Lonely Death. What a strange existence for a god. “Is that why you’re talking to me?”

“I am talking to you because you are interesting,” he replied. His voice revealed nothing.

I made a disbelieving expression, then tried to reform it into something more neutral. I was far from interesting, but I reckoned I didn’t have to tell him that much. How had this happened to me? Why did I of all people get to converse with Death? To look on his face and confront the paradox of how hauntingly beautiful he was?

“What are you thinking?” Thanatos asked.

“That I am a fool,” I said honestly. “You’ve answered questions I’ve only considered since we met. Why have I never wondered about you before?”

He laughed. “Why would you? You are young, and presumably healthy. Mortals tend to ignore what they do not like until a reckoning is unavoidable.”

“True.

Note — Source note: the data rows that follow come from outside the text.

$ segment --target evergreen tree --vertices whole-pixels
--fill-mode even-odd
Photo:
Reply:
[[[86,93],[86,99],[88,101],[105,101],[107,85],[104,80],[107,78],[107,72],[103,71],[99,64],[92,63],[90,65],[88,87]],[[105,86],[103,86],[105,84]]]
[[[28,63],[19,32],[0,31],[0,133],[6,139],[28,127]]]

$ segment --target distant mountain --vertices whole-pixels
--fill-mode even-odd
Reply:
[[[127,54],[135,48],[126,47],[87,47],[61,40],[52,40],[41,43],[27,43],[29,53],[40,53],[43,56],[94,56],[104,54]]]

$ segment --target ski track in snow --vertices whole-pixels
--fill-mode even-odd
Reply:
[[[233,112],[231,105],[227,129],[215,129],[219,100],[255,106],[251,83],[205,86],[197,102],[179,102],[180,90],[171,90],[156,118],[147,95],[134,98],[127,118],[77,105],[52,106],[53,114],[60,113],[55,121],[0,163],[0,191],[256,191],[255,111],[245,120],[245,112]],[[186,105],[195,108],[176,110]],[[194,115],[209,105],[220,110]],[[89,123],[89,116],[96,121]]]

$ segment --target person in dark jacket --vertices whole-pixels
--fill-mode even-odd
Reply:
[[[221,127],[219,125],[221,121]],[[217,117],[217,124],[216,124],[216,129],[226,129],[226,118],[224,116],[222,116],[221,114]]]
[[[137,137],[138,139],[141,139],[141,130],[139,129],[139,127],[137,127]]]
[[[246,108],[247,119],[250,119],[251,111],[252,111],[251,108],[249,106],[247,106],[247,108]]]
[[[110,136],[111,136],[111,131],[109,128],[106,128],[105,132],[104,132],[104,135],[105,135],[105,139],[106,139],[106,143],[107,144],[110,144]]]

But I would like to be smarter than that, on occasion.”

“Neither you nor I can outwit our nature.”

“You’re agod,” I countered. “You can do as you please. And as for me…isn’t outwitting our nature what being human is all about?”

Thanatos regarded me quietly. His wings relaxed further, his dark feathers shifting in the moonlight. “If I have learned anything from holding every soul, it is that being human is simply what one chooses to make of it.”

He waited for me to dwell on his words. They were elegant, if somewhat infuriating. I held the gift of his knowledge close to my heart, all the same, storing it away to ponder for nights to come. I would have liked to reply to him with something wise, but my mind kept turning—until I stumbled upon a potentially sickening realization.

“Wait.” I swallowed nervously. “You feel every part of every soul. You know everything about them. I’m…I’mhere, in your realm, talking to you! Can you—do you know everything aboutme?”

“No, clever mortal,” he said wryly. “I cannot feel your soul. That you have wandered into my plane does not change the fact that you are not yet dead.”